Aunque Noní vivía sola desde que César tenía uso de razón, nunca había tenido ningún percance. Ni siquiera los vándalos de las ciudades, que en ocasiones se adentraban en la campiña para saquear a los campesinos indefensos, se habían atrevido a importunarla. Realmente, resultaba sorprendente que hubiera sobrevivido sola durante todos estos años, aunque se rumoreaba que Noní no gozaba tan sólo de la protección del Santo Padre, pues raro era el día que no se oían extraños ruidos en su cabaña, y no sólo en las noches de luna llena. Lo único que sabía César es que Noní no necesitaba salir en busca de comida pues siempre había algún pequeño mamífero sin vida ante su puerta. El papa Alejandro siempre hablaba de Noní con cariño y con respeto y nunca faltaba a su cita anual con ella, cuando Noní lo bañaba en la pequeña charca de aguas cristalinas que había detrás de la cabaña. Quienes lo habían acompañado en alguna de estas ocasiones afirmaban haber visto una gran espiral de estrellas en el firmamento y haber oído bramidos y salvajes aleteos.
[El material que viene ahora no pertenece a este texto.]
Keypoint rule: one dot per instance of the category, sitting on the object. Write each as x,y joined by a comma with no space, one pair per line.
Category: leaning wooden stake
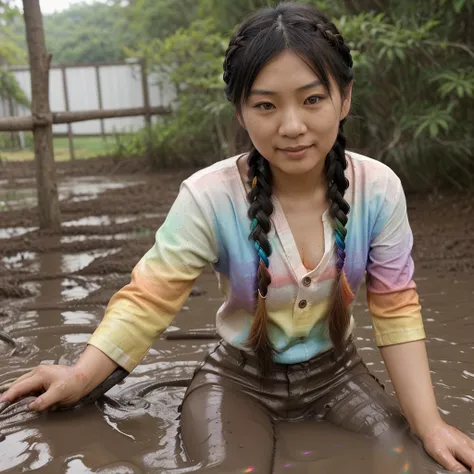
48,202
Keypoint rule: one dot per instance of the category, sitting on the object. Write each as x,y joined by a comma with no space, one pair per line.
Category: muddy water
54,291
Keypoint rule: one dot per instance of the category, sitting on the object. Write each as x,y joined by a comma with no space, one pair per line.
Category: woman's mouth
296,151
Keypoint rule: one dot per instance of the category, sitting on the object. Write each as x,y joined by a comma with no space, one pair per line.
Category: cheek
260,131
326,127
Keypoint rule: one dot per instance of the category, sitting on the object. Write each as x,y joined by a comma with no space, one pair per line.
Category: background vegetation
414,69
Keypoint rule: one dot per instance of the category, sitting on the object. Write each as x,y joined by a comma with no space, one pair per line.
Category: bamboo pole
40,60
66,103
8,124
99,96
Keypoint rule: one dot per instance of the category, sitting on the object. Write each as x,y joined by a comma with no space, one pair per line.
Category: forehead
286,71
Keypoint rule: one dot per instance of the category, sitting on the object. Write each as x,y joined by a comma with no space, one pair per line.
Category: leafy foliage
11,52
414,76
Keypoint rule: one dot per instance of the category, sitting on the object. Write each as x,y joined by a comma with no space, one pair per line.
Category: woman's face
290,117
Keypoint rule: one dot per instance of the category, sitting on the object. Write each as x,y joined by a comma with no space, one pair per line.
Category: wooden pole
7,124
40,60
66,103
146,104
101,104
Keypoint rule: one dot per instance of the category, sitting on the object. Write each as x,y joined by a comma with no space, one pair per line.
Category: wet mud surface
54,288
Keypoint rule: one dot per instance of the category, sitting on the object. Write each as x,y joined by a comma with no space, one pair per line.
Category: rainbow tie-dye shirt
208,225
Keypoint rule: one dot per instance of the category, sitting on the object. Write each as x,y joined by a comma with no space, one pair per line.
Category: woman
319,219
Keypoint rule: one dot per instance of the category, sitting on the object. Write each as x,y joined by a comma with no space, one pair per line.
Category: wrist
423,428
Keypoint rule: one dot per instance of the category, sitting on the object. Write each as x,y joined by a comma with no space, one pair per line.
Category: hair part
261,37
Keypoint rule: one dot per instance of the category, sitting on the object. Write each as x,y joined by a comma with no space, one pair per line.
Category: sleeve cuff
115,353
399,337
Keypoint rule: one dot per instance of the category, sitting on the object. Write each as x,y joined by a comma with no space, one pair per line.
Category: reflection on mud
134,429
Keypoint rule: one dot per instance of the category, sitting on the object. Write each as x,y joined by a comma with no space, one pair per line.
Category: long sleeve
391,292
161,281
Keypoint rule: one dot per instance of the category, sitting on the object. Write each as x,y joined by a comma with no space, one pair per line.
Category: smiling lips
295,151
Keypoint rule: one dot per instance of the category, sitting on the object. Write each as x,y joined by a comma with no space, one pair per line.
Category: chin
296,167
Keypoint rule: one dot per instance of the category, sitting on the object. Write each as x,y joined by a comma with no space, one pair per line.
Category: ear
346,102
240,118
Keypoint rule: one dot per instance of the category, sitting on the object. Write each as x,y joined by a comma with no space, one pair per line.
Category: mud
54,288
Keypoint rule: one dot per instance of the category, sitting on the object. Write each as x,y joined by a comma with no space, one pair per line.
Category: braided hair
258,39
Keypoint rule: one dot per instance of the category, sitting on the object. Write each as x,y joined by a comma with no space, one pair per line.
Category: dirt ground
54,287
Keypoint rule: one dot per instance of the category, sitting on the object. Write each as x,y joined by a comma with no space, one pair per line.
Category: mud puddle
134,428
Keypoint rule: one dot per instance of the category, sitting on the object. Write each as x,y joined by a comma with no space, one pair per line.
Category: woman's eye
314,99
264,106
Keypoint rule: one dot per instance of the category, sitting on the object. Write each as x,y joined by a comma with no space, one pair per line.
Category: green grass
84,147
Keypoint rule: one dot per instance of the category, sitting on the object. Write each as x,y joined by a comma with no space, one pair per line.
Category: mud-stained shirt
208,225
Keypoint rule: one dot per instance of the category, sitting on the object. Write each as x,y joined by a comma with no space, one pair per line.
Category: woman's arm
407,365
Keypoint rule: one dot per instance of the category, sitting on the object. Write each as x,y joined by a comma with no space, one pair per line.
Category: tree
11,52
48,202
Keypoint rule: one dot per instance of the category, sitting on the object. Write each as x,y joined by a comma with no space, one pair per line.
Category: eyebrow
315,83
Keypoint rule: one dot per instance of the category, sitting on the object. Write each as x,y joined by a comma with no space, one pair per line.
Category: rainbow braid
340,233
260,210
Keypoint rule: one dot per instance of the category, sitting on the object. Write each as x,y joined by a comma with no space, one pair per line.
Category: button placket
302,304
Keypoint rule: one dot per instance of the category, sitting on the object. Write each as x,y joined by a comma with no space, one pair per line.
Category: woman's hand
56,384
447,445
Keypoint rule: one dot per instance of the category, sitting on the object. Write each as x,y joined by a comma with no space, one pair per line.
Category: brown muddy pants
229,412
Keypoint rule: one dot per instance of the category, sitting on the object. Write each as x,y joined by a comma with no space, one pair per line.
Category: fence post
66,103
99,95
48,200
146,104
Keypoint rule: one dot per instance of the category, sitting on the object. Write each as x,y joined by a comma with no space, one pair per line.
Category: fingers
444,457
19,389
46,400
466,455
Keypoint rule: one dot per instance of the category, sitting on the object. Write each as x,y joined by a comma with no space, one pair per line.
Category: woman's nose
292,124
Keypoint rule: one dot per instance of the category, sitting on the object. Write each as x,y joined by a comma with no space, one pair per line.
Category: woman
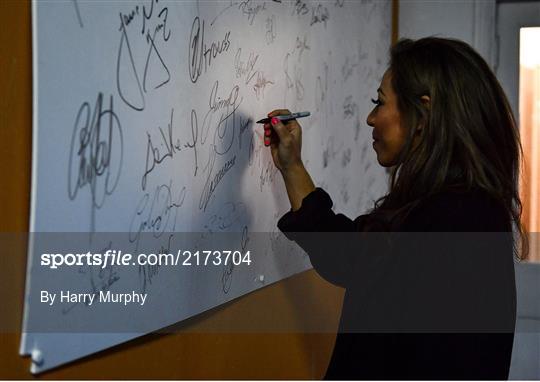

Pero eso no era lo único que se decía.
Alejandro siempre llevaba colgado del cuello un amuleto de ámbar que Noní le había regalado cuando aún era un joven cardenal. César recordaba perfectamente la ocasión en la que su padre extravió el amuleto. Nunca lo había visto tan nervioso. La misma tarde que perdió el amuleto, Alejandro cayó de su montura y se golpeó la cabeza contra el suelo. Permaneció inconsciente hasta que, tras largas horas de búsqueda y fervorosa oración, sus criados encontraron el amuleto extraviado. Alejandro se recuperó y en cuanto tuvo fuerzas para incorporarse ordenó al herrero del Vaticano que engastase el amuleto en una cadena de gruesos eslabones de oro, de tal forma que nunca pudiera extraviarse, pues Alejandro estaba convencido de que el amuleto lo protegía del mal y nadie pudo convencerlo nunca de lo contrario.